We hear from parents all the time just how difficult potty training can be.
We hear from parents all the time just how difficult Potty Training a Child on Autism can be.
We have a few tips for overcoming common challenges when potty training a child with autism spectrum disorder:
A Picture Says a Thousand Words
- Use clear and simple pictures (visuals). Fewer words, such as, “Go Potty,” are better to help your child understand what is expected.
Tell Me What You Need
- Teach your child a way to communicate the need to use the bathroom. You can teach them the sign for bathroom, how to exchange a picture for bathroom or to say, “Go” when he/she has to use the bathroom. Provide activities and/or treats immediately for attempts to communicate the need to use the bathroom, in addition to taking them to the bathroom.
Yay! I Peed in the Potty!
- What does your child like? Activities? Toys? Candy?
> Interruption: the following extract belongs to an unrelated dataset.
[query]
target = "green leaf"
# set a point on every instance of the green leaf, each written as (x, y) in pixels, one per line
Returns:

Find what motivates your child and pick 2 of these to use for potty training. Only provide those activities and/or treats when your child has a toileting success. Provide those activities and/or treats immediately after the child has successfully peed or pooped in the toilet.
Oops! I had an accident!
- Accidents happen. It’s ok! Refrain from discussing, pleading, teasing, or fussing. Instead, take your child to the bathroom, have them sit on the toilet, then clean up the accident with no discussion. Have your child help clean up. Provide a lot of attention and praise for use and/or attempts to use the toilet, not the accident.
Can I Get a Doctor in Here?
- Sometimes we need professional assistance with toilet training. Don’t hesitate to reach out to a Board Certified Behavior Analyst (BCBA) with experience in intensive toilet training or a physician, if toilet training problems continue or you suspect your child may need additional support.